I entered unobserved and managed to overhear the foreman earnestly recounting how someone was a real show-off, always nose-dived right to the ground and pulled out only when all those who were merely standing and staring had plastered their trousers.
‘And what are you doing here?’ Mrs Venus had spotted me. ‘Come to help us?’
The foreman turned his head irritably, he didn’t like anyone spoiling his heroic episodes. I produced the medicine from my pocket and asked about the youngster; did anyone know where I might find him.
‘This is no kindergarten,’ the foreman informed me. ‘If he comes, he’s here, if he don’t, he ain’t. We haven’t seen him,’ he turned to Mrs Venus as his witness, ‘for at least a week.’
‘This isn’t the weather for him, you remember that sick turn he had. Maybe they’ll give you his address at the office,’ Mrs Venus said. ‘Bound to have it there. Why don’t you sit down?’
I ordered tea with rum.
‘Maybe you don’t know yet,’ Mrs Venus continued, ‘that they’ve locked our Mr Pinz up in the loony bin?’
Obviously I hadn’t heard about what had happened to the captain.

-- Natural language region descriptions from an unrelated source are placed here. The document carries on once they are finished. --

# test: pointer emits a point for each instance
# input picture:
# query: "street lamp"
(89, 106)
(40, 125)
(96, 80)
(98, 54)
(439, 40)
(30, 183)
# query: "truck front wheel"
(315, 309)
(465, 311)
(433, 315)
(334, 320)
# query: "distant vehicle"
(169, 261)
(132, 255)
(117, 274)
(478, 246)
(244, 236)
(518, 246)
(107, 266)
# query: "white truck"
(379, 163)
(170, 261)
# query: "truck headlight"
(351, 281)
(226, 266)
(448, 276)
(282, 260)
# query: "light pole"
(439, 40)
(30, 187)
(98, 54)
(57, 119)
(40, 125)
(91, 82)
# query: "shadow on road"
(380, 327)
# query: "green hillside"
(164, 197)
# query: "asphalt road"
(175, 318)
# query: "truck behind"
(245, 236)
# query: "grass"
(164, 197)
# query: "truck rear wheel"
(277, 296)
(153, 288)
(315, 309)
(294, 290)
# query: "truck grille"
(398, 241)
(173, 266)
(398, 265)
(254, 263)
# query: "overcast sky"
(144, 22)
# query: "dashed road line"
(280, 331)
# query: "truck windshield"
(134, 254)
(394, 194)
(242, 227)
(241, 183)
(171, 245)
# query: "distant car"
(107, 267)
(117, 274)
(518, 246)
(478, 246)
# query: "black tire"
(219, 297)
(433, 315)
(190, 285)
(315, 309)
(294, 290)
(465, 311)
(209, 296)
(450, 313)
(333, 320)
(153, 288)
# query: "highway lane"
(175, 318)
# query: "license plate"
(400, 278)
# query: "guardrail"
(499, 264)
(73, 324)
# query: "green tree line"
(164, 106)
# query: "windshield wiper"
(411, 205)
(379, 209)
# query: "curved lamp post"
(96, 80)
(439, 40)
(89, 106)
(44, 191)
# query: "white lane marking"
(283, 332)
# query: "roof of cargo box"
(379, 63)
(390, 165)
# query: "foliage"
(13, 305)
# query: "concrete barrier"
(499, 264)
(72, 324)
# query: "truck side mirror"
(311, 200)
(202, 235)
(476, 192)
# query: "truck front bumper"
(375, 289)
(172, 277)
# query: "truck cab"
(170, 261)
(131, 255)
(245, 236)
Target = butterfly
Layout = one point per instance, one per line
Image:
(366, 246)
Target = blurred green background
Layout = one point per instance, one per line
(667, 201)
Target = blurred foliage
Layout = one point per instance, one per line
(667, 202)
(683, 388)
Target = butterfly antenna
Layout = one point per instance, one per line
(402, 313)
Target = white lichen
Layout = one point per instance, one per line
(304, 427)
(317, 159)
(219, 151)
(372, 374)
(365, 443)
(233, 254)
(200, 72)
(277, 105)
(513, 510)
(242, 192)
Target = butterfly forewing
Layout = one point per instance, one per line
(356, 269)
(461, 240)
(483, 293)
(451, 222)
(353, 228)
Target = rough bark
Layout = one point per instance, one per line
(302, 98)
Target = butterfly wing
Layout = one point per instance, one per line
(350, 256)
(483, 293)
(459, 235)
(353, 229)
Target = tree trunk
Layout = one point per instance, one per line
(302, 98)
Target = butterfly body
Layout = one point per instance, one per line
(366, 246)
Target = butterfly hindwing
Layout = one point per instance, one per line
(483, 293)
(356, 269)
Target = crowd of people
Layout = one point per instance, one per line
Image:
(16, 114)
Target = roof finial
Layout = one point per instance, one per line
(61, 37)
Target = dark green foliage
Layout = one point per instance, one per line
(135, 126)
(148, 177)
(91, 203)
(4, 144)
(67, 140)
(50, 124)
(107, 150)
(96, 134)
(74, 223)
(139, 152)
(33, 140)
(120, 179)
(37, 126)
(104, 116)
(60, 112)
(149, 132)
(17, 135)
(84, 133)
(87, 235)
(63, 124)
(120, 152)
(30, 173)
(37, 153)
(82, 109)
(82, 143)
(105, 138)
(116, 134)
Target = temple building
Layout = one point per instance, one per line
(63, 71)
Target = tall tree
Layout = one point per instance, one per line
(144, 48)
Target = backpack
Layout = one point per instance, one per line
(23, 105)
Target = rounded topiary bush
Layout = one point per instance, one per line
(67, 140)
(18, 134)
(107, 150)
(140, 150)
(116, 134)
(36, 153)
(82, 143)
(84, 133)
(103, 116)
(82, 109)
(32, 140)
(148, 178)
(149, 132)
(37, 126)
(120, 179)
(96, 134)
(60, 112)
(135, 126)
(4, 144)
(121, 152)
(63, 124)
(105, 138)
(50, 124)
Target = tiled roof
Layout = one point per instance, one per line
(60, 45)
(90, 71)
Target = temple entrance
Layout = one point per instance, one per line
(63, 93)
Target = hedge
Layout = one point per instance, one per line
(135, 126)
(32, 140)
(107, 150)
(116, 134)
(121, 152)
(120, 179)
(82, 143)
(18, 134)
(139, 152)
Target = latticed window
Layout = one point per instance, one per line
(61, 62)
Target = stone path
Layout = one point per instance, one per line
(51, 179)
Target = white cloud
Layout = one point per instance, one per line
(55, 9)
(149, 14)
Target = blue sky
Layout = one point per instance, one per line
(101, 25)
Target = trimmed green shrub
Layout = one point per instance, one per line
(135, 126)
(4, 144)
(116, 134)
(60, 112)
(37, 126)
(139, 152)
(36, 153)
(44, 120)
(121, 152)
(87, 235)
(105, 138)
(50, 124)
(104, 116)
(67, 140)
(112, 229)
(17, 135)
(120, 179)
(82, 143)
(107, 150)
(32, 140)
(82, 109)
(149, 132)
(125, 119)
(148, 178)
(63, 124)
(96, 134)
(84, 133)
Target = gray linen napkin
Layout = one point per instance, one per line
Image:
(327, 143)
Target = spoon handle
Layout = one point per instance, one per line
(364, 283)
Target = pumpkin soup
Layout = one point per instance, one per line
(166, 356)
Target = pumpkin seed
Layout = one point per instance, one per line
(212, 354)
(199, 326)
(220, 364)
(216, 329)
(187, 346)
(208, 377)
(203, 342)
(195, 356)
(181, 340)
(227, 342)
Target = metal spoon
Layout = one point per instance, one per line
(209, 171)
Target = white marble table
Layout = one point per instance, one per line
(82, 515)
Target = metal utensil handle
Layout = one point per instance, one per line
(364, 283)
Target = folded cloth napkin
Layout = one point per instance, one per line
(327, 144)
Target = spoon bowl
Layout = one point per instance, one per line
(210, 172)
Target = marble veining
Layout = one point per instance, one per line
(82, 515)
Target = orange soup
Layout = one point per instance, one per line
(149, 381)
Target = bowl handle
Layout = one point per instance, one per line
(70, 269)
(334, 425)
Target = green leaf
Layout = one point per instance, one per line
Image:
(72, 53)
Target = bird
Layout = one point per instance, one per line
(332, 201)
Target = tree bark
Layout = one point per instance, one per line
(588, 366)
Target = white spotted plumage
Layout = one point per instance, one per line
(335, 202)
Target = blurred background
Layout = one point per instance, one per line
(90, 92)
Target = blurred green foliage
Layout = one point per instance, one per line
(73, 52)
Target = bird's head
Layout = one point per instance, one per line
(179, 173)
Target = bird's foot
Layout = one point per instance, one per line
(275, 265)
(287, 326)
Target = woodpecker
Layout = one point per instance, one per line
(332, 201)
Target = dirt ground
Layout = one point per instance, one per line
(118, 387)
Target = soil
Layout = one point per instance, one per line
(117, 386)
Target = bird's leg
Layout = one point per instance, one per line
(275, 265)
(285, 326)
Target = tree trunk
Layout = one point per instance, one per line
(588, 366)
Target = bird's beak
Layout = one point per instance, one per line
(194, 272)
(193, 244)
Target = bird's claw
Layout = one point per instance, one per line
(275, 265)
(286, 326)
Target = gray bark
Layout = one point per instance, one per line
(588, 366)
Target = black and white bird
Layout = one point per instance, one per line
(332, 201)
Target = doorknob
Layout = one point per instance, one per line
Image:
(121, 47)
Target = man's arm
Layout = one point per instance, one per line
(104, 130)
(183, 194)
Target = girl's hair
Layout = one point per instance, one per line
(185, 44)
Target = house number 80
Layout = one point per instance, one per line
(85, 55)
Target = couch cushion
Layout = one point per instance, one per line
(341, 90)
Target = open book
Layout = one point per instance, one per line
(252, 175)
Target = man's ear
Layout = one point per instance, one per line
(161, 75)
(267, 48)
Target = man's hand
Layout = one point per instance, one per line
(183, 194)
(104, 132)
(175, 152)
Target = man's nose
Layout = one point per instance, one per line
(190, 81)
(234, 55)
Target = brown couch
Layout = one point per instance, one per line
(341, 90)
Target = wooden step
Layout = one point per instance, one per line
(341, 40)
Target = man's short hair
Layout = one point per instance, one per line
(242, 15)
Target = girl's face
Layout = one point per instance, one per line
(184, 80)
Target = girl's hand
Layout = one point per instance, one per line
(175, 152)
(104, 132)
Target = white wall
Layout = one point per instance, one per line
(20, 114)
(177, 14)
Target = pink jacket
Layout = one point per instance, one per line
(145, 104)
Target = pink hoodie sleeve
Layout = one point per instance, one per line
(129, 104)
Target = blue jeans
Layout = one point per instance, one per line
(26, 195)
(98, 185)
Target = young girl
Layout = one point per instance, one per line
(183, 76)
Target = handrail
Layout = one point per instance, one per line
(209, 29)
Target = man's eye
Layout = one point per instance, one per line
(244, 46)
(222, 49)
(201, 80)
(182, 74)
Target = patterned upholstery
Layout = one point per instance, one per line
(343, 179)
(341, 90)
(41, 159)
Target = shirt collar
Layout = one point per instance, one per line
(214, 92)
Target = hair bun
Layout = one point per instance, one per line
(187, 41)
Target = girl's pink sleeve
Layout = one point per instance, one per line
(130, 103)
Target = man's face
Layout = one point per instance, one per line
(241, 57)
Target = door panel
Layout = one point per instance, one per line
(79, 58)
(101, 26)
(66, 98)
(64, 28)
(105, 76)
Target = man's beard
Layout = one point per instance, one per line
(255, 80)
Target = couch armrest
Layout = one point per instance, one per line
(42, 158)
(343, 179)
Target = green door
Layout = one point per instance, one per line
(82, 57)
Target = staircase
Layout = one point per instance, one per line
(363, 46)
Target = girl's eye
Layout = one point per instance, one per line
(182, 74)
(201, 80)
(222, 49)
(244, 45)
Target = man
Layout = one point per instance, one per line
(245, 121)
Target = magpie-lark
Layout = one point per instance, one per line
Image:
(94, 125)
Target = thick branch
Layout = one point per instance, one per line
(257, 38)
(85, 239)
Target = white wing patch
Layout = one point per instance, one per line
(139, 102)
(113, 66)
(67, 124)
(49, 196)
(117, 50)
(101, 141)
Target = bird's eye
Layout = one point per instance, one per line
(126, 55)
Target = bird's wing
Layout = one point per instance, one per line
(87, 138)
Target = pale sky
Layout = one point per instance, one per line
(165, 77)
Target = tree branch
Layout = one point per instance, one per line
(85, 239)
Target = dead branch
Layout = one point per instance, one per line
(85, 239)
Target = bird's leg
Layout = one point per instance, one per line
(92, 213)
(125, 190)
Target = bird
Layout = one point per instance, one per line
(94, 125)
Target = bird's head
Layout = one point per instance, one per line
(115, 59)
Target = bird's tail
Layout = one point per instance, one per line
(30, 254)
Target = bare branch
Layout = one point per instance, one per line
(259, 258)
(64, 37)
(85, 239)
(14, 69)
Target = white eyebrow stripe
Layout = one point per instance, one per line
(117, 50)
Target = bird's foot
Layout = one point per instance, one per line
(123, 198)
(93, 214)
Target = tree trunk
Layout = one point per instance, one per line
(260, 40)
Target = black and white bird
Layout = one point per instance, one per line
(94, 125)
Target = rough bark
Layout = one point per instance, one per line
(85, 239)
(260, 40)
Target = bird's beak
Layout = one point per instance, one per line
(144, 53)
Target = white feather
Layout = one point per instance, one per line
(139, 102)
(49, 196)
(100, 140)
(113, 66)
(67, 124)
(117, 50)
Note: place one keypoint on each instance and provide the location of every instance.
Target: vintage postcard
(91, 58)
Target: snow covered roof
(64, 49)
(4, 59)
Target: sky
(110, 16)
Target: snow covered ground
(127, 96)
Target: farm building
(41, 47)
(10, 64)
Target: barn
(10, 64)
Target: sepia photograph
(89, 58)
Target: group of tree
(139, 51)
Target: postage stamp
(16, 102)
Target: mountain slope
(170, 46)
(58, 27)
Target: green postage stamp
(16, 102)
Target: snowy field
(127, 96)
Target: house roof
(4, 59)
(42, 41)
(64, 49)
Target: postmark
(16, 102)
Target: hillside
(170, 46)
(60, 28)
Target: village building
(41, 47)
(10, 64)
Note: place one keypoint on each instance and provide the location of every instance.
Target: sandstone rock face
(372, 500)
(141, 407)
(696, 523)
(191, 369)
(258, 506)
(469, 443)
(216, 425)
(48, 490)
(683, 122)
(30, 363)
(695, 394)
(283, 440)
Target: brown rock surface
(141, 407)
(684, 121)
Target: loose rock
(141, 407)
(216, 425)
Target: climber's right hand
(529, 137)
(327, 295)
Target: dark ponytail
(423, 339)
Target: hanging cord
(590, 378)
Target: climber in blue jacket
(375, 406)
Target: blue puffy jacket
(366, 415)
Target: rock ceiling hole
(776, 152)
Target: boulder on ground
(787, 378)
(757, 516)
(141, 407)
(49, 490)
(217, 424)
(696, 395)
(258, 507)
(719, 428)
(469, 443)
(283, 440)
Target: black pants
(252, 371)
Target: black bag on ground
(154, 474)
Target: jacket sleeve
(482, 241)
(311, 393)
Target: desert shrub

‘Wanted to set fire to the place he was living in. Scraped off the heads of matches, tried to make a bomb from them. Had it all ready, God knows what he’d intended it for. But then that Mary of his turned up, just looked in after all those years, and when he asked her if she’d stay with him she told him he was a nut and she’d sooner string herself up. So he decided to set that bomb off outside his own door.’
‘The stupidity of it,’ the foreman said in disgust; ‘scraping off two hundred thousand match-heads, stuffing them into a metal soda siphon, and then using it on a building like that! But if I was you I wouldn’t put my nose in that office, there’s another idiot sitting there!’ And he returned to his airfield, where his friend didn’t manage to pull out of a spin that time and rammed himself with his MIG so deep into the ground that when they’d put out the fire and cut the wreckage up with a blow-torch they were left with a hole big enough for twenty blokes to hide in.
When the rescue teams arrived in the area of the volcanic disaster they found, in addition to the thousands of dead, a few who’d survived on the roofs of houses or in tree-tops, and also some who were stuck in the mud and couldn’t get out by themselves. Of one little girl only the head was showing. Below the surface her legs were firmly clutched by her drowned aunt. The rescuers spent many hours trying to free the girl, and themselves got stuck in the mud in the attempt. All that time a reporter with a television camera was filming them, so he could bring the fate of the little girl closer to those who were contentedly or perhaps sympathetically bored in their own nets and wanted to be witnesses. After sixty hours the little girl’s sufferings were over and the tired reporter was able to return to his television net. By the time they’d cut the clip they needed from the recorded shots, the little girl’s soul had already risen and was lamenting above the dark waters and the mud, above the red-hot crater of the volcano, and also above a million TV screens which were flickering all over the world in order to show the vain struggle of the rescuers and the touching death of the little girl, who’d never rise from the ashes but who became famous for those few exciting seconds. And who heard the calling of her soul, who was shaken by her sobs? Who at least pictured her features at the moment when her lungs were vainly trying to catch that last breath of air?